Most bright graduates are seen either spending time on job sites on internet or mongering around town searching for a job opening.
Innocent Hunga, is a graduate who studied Accounting at one of the universities and is still struggling to secure a job of his calibre.
“I just do some part time with other companies who say they have no capacity to employ me. What I get from the job is very little that can’t keep me going,” he said.
Maybe Innocent is better off. Memory Banda, a graduate in Journalism, has never landed a job since she graduated two years ago.
She says media houses just use her and later dump her without any payment. The time she spent chasing pages will always be regretted by Memory.
“I work for maybe one year for a media house but they don’t pay me and they dump me, the trend has been so ever since,” she said.

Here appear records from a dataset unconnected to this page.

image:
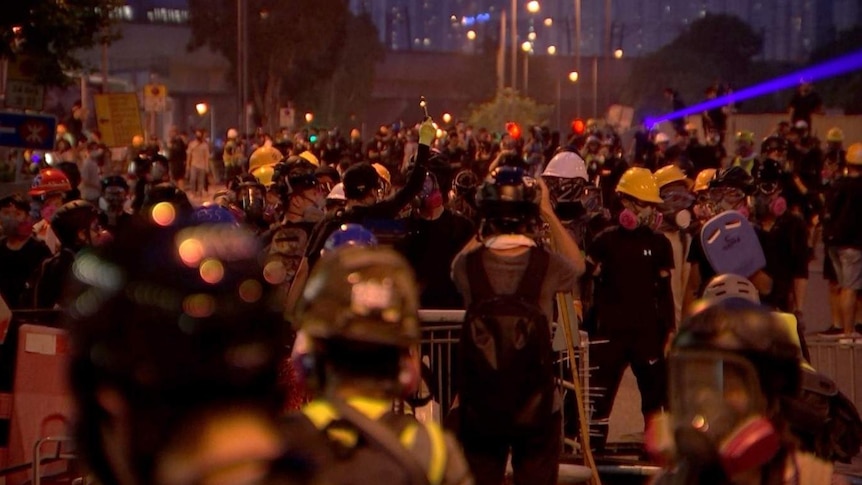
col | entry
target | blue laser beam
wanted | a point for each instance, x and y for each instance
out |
(832, 68)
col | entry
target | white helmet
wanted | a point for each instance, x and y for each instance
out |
(567, 165)
(337, 192)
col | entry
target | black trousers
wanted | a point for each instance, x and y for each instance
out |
(609, 361)
(535, 456)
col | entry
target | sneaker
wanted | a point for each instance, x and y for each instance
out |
(832, 332)
(849, 338)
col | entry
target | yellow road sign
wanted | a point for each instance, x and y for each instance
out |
(119, 118)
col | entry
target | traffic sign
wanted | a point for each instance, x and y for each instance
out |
(27, 130)
(155, 97)
(23, 94)
(118, 117)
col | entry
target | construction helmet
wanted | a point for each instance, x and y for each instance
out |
(264, 175)
(735, 177)
(265, 155)
(835, 135)
(854, 154)
(349, 235)
(566, 164)
(745, 136)
(701, 182)
(361, 294)
(728, 285)
(49, 180)
(71, 218)
(668, 175)
(639, 183)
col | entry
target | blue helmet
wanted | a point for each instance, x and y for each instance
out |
(349, 235)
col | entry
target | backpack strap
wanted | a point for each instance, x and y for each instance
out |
(382, 437)
(477, 277)
(530, 287)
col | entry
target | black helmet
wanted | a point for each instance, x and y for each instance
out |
(361, 294)
(115, 181)
(466, 182)
(735, 177)
(175, 319)
(772, 144)
(508, 201)
(750, 330)
(71, 218)
(360, 180)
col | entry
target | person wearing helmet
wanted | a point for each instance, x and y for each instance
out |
(436, 235)
(231, 154)
(505, 259)
(177, 384)
(77, 226)
(48, 192)
(359, 320)
(745, 157)
(302, 199)
(729, 189)
(21, 254)
(462, 197)
(634, 306)
(677, 220)
(91, 176)
(198, 163)
(113, 203)
(731, 366)
(842, 234)
(784, 240)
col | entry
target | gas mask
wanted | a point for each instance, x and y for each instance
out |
(768, 201)
(676, 208)
(637, 214)
(723, 199)
(718, 414)
(13, 225)
(430, 198)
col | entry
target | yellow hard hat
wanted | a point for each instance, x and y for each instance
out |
(265, 155)
(264, 174)
(835, 134)
(668, 175)
(745, 135)
(639, 183)
(701, 183)
(383, 173)
(854, 154)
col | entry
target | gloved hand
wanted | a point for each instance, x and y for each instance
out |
(427, 132)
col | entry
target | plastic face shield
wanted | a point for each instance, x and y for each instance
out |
(712, 392)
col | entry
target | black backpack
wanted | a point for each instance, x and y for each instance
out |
(506, 378)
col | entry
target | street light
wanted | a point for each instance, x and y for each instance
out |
(204, 108)
(573, 78)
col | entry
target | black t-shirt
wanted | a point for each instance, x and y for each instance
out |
(843, 208)
(431, 247)
(629, 291)
(785, 246)
(17, 267)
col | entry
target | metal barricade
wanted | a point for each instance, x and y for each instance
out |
(441, 332)
(840, 361)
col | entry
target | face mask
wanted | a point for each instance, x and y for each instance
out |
(645, 217)
(47, 212)
(432, 201)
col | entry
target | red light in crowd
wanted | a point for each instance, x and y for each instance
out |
(578, 126)
(513, 130)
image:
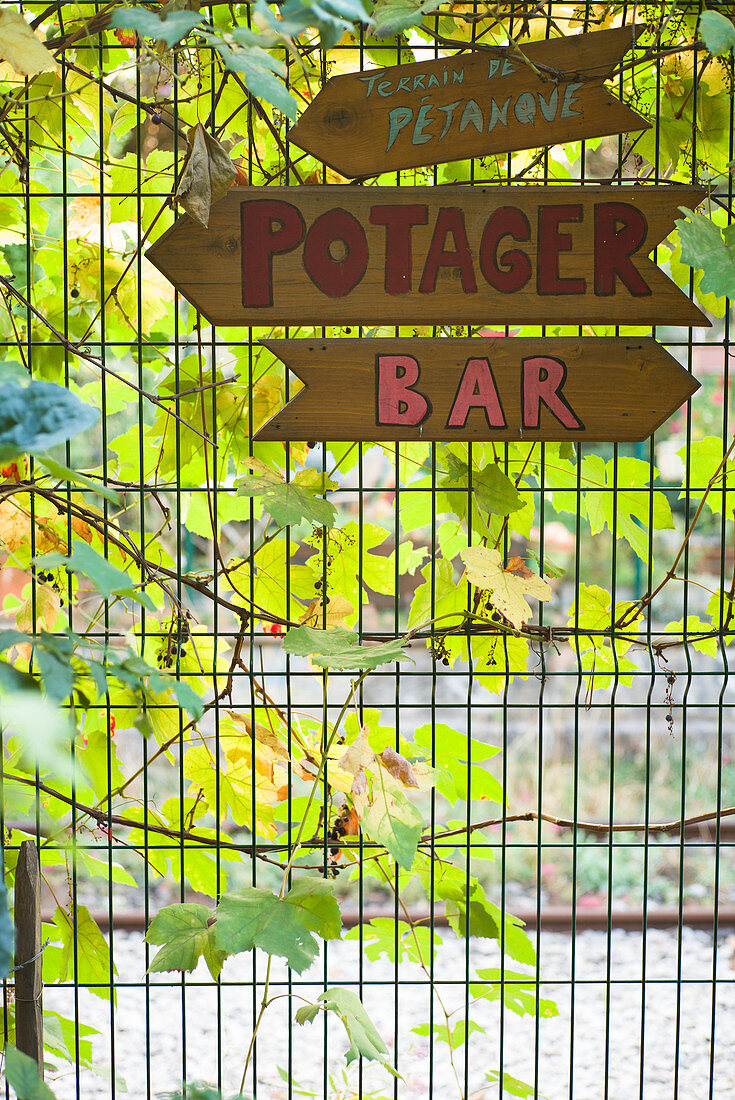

The two are only a drop in the sea of thousands of graduates who share similar stories. Some even share very pathetic experiences.
However, their fate is forcing them to scramble for small opportunities suitable for non-graduates.
“We now apply for every opportunity that arise, be it police training and teaching. I applied last year but they didn’t pick me and this year I will apply again for several opportunities,” said David Soko, who did Human Resource Management.
History lecture at Mzuzu University Crispin Mphande described the situation as pathetic and worrisome.
“Our education system is not good at all. It doesn’t prepare someone to become an entrepreneur. How many people can be employed? We need to change our curriculum and set up something which can ease unemployment,” he said.
On his part, Minister of labour, youth, and manpower development Henry Mussa said the DPP led government has already begun setting up plans to ease unemployment.
He said much as changing the curriculum may be vital, it may be a long term process and DPP government has already thought of technical colleges which will help impart entrepreneurship knowledge in many youths.
“We have already begun implementing programs aimed at easing unemployment and sooner or later things will be at least better in the country,” he said.
But director for Youth and Society (YAS) Charles Kajoloweka said much as community colleges may be a good plan, there is need to plan well on how to run them.
“Learners must be given adequate resources during and after the training and the training environment must be conducive for the learners, otherwise, the colleges may be a waste of time and resources,” he said.